Finding Funding Now: Why Credit Is Still Frozen
Saturday, June 26, 2010
Why Credit Is Still Frozen
Elizabeth Warren: Why Credit Is Still Frozen
The congressional TARP watchdog says there's no evidence that the $700 billion bailout boosted lending to small business
You report that after Treasury infused capital into banks, most recipients decreased their small business lending rather than increasing it. Why?
Wall Street banks cut back small business lending by 9 percent, more than double their 4 percent cutback in overall lending. Small business lending is expensive. It falls between consumer lending, which is driven almost entirely by numbers like credit scores or Zip Codes and pays off in volume, and large business lending, which is very much about relationships but pays off in very large fees per transaction. Small business lending has proportionally more expense associated with each loan.
Treasury is proposing a measure to provide smaller banks with $30 billion to get them to lend more to small companies. Will this do more to increase credit than the Troubled Asset Relief Program did?
What the Secretary of the Treasury now proposes is not a TARP program. It would require new authorization from Congress. But it continues to follow the same basic TARP pattern: Put money into banks, and they will lend it. The legislation would add some incentives to make the borrowed money cheaper if it's loaned to small businesses, but it's not clear that those incentives will be strong enough.
Even if small banks do start lending more, can they make up for the contraction by the largest banks?

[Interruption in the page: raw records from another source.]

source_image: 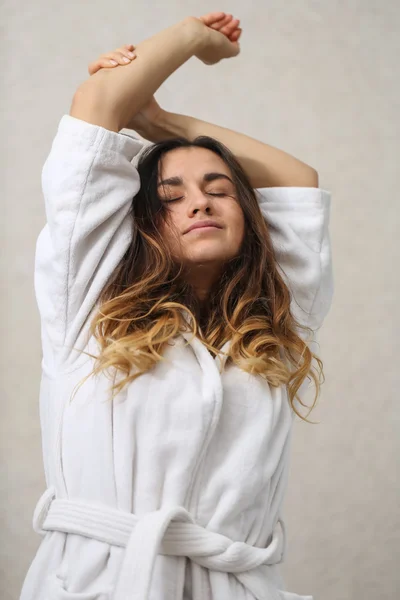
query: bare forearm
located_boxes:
[145,111,318,188]
[70,19,201,132]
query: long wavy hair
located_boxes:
[71,136,324,423]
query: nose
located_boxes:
[190,190,211,214]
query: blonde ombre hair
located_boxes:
[70,136,324,423]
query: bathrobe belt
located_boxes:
[33,487,286,600]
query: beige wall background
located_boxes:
[0,0,400,600]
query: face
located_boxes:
[158,147,244,271]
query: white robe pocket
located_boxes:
[45,574,112,600]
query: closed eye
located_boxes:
[164,192,227,203]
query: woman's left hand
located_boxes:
[88,44,163,137]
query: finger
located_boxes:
[88,58,118,75]
[107,50,136,66]
[200,12,225,26]
[219,19,240,36]
[228,28,242,42]
[115,44,136,58]
[209,15,232,31]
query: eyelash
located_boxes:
[165,192,226,202]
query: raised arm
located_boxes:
[137,110,318,188]
[70,13,239,132]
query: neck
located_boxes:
[185,265,220,309]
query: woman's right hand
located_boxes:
[187,12,242,65]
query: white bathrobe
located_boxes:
[20,115,333,600]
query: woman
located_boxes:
[21,13,332,600]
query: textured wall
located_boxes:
[0,0,400,600]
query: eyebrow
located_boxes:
[157,173,233,187]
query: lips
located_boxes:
[185,219,222,233]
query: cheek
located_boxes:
[159,214,181,254]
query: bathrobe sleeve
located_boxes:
[256,187,333,337]
[34,115,143,369]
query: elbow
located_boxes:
[69,79,120,133]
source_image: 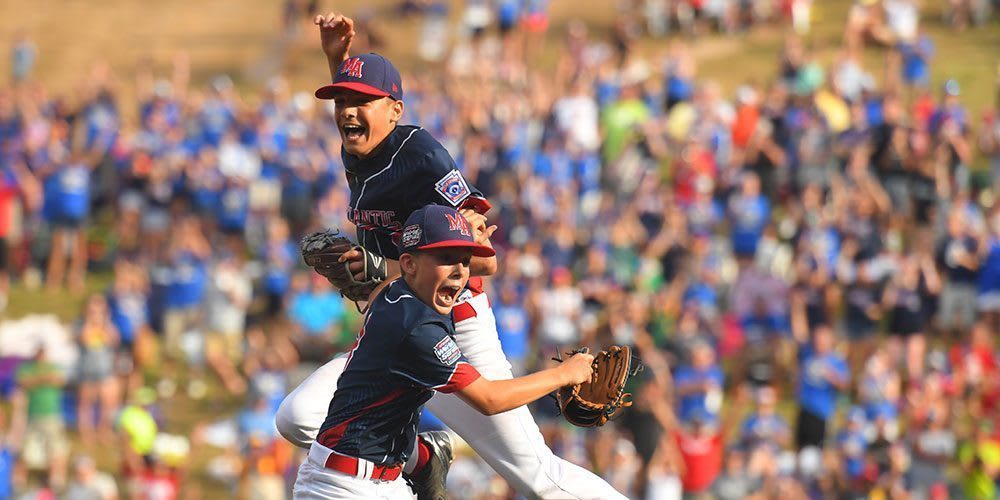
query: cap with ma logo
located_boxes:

Our economy increasingly must rely on small banks to fund small businesses, but many of those same small banks are themselves in trouble. Commercial real estate loans have left huge holes in the balance sheets of many of these banks, and there's more trouble on the horizon. Frankly, I'm worried.
Some banks argue that lending is constricted because regulators are pressing them to reduce the risk on their books. Do you agree?
Banks have to show that they're strong, and if they're not strong, then the regulators are right to press them to reduce risk. Banks complain about their regulators, but the banks are not going to get structurally stronger from looser regulations. Right now there are no data that suggest the regulators are too tough.
You say Treasury doesn't have good data on small business lending.
The data were terrible even before the crisis—very little information was collected. TARP presented an opportunity to require much more granular reporting from the banks that took taxpayer money, but Treasury didn't ask for it. We pointed this out early and often, but no changes were made. Now, policymakers are flying blind because they failed to collect data on many aspects of how lending shifted when the financial crisis hit.